The episode's closing scene where Luna was revealed to be queer was met with highly positive response. The series' crew has considered the overall positive response to Luna and Sam as a couple to be emotional to them. Valerie Anne of AutoStraddle, who is herself queer, praised the episode for how the episode's ending depicted Luna and Sam as a casual pair of same-sex people with crushes on each other, and used Luna's firm establishment as LGBTQ to identify herself as a similar person. For similar reasons, Heather Hogan (also from AutoStraddle) marked the episode as one of the top 30 best episodes of animated programs that deal with LGBTQ themes. Alex Bonilla of Overly Animated marked the episode off as the potential to take the show in a new direction since Luna and Sam were one of the youngest animated fictional LGBTQ couples at the time of airing (with Luna being fifteen years old), citing how most LGBTQ representation in children's media is either relegated to the background or characteristic of a side character (using the series' pre-established Howard and Harold McBride, who are part of the supporting cast, as an example, along with EJ and Sue Randell of Clarence, who are likewise infrequently occurring characters in their series), and if it's visible among the main cast, it's usually done in a subtle manner (such as how Korra and Asami of The Legend of Korra had their homosexual relationship built up slowly over the course of their series) or with the use of fantastical elements (such as how Quartz, Pearl, Ruby, and Sapphire of Steven Universe are all homosexual, but are ultimately not humans.) AJ Frost of Comics Beat has praised the episode for how Luna's LGBTQ orientation was not treated as an issue, further deducing that "Savino was emphatic that the sexuality of the character is less important tha[n] what viewers might think" because the primary focus was placed on Luna slowly becoming more open to expressing her feelings for her crush, rather than potential angst that her orientation may be incompatible with Sam's.

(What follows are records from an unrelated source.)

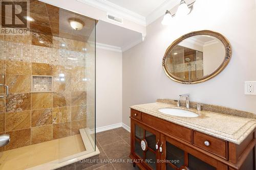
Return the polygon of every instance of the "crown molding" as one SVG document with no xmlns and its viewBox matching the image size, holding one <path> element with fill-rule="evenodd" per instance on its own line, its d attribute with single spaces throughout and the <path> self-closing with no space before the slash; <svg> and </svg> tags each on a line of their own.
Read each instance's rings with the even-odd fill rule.
<svg viewBox="0 0 256 170">
<path fill-rule="evenodd" d="M 106 0 L 76 0 L 91 7 L 100 9 L 112 14 L 117 14 L 119 16 L 126 18 L 143 26 L 146 26 L 146 18 L 126 8 L 117 5 Z"/>
<path fill-rule="evenodd" d="M 102 44 L 98 42 L 97 42 L 96 45 L 96 48 L 97 48 L 111 51 L 113 52 L 118 52 L 118 53 L 122 53 L 122 49 L 121 48 L 121 47 L 118 46 Z"/>
<path fill-rule="evenodd" d="M 142 41 L 143 41 L 143 38 L 141 37 L 141 38 L 138 39 L 137 40 L 133 41 L 133 42 L 130 43 L 129 44 L 128 44 L 127 45 L 122 46 L 121 47 L 121 48 L 122 49 L 122 51 L 123 53 L 125 51 L 126 51 L 130 48 L 132 48 L 133 47 L 139 44 L 140 43 L 141 43 Z"/>
</svg>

Mamaputle Boikanyo of Batswadi used the episode as one of the bases for defining the series as one of several children's animated series that portrays queer relationships in a positive light.

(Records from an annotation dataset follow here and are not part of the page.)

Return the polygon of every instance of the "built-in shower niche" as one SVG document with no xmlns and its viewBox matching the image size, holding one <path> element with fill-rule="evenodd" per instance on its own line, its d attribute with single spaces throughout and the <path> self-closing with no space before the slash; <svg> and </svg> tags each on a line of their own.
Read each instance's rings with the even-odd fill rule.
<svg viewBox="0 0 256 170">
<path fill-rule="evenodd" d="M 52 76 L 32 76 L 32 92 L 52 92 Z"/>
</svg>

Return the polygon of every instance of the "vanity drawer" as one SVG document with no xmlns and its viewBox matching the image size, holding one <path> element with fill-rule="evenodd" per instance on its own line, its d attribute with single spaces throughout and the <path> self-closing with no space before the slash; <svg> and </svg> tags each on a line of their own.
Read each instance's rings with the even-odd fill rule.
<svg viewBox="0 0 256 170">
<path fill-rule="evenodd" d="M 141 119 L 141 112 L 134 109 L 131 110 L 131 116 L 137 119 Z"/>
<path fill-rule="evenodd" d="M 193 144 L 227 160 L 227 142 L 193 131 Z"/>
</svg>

This episode, along with several others featuring Howard and Harold, played a role in the series getting nominated at the 29th GLAAD Media Awards.

==Home media==
The episode was first released as one of the episodes included on the A Very Loud Christmas DVD in the United Kingdom and Australia in 2018. In the series' native United States, it was released on the Relative Chaos DVD, which packages the first half of the second season, in 2019, and later on The Complete Second Season and The Complete Seasons 1, 2 & 3 DVDs in 2021 and 2024, respectively, which both package the entire second season. It was also included on the Chaos familial DVD in France, which compiles the second quarter of the second season, and on the Intégrale de la saison 2 DVD that compiles the entire season, both released in 2019.